L’œuvre d’Hugo Pratt apparaît de plus en plus comme une œuvre pertinente dans laquelle Hugo Pratt a laissé bien des pistes pour qui veut s’aventurer sur les sentiers inconnus de l’esprit libre.
La lecture des B.D., des romans et des films qui en ont été tirés constitue une déambulation labyrinthique dont la seule finalité est le lecteur lui-même, Corto-Maltese de sa propre vie.
Le livre de Jean-Claude Guilbert, ami et compagnon d’aventure de Pratt, Hugo Pratt, la traversée du labyrinthe, publié aux Presses de la Renaissance, constitue à la fois une biographie originale du créateur mystérieux de Corto et un bel hommage à l’ami.
Toujours, quand on parle de Pratt ou de Corto, le qualificatif d’initiatique apparaît. Jean-Claude Guilbert a construit son livre comme un « voyage initiatique en cinq étapes » où l’imaginaire se mêle au réel. Corto Maltese, l’alter ego d’Hugo Pratt, hante bien évidemment les pages de cette biographie riche et amoureuse dans laquelle, le jeu, le mythe, la poésie, l’histoire, la transgression respectueuse, l’élégance, l’amitié, plus que l’amour, s’imposent au premier plan d’une quête qui tantôt s’affirme comme telle, tantôt se nie, pour mieux se préserver.

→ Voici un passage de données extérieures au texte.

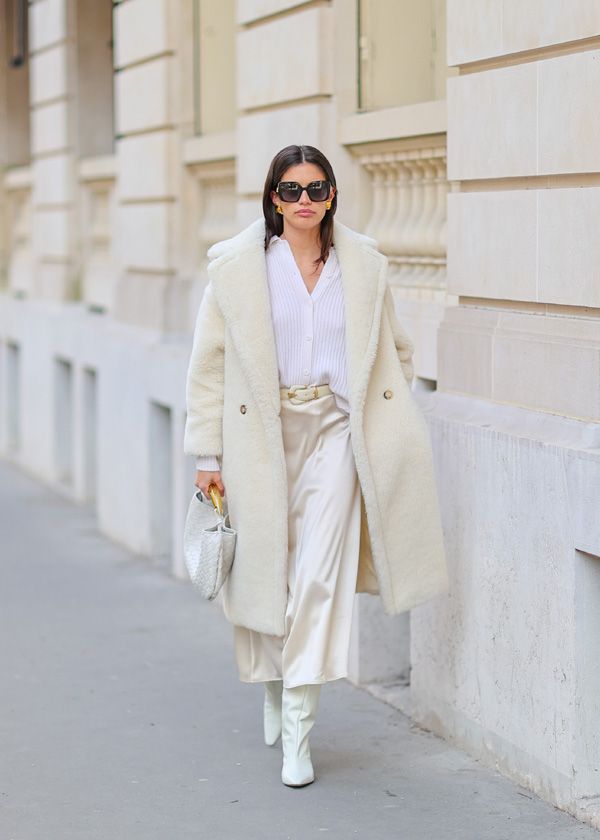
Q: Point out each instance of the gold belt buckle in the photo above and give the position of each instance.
(293, 392)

Comme Corto, Pratt n’a eu de cesse que de défier la mort pour mieux l’apprivoiser et s’en faire une compagne, à la fois fille de joie, muse et initiatrice.
Jean-Claude Guilbert rapporte dans ces pages nombre de propos d’Hugo Pratt, extraits de conversations dans lesquelles l’amitié ouvre les portes de la profondeur du cœur, qui placent son œuvre en perspective. Hugo Pratt fut totalement animé par l’esprit indéfectible de la quête. En cela, son personnage, Corto Maltese, tout comme le Don Quichotte de Cervantès, est un passeur. Au lecteur de savoir le suivre.
« Je ne m’interroge pas sur Dieu, explique Hugo Pratt, mais sur les hommes. D’où mon intérêt pour les mythes, à travers lesquels les hommes essaient de comprendre, de donner un sens à leur situation dans l’univers. Ma passion pour les mythes sur nos origines traduit sans doute une préoccupation métaphysique, mais qui s’exprime à partir de l’homme. Je ne me pose pas le problème de Dieu, mais de l’homme, et je crois en l’Homme. »
« Je suis à la recherche de la vérité, mais je sais que je ne l’atteindrai jamais complètement. Si un jour je pensais y être parvenu, je devrais me dire que ce n’est pas possible, que quelque chose a dû m’échapper et que je dois partir à sa poursuite. Toute personne qui croit détenir la vérité est potentiellement dangereuse – et c’est la raison principale pour laquelle je me méfie de tous ceux qui professent une religion. En ce qui me concerne, je ne croirai jamais avoir atteint la vérité, ni même ma vérité. La vérité est insaisissable, on ne peut qu’espérer s’en approcher. Tel est mon propre dogme. Si j’ai une religion, c’est celle de la recherche, de la recherche qui tend vers la Vérité. »
Hugo Pratt avait compris que ce n’est pas l’objet de la quête qui importe mais la quête elle-même qui est son propre objet, sa propre finalité, son propre sens.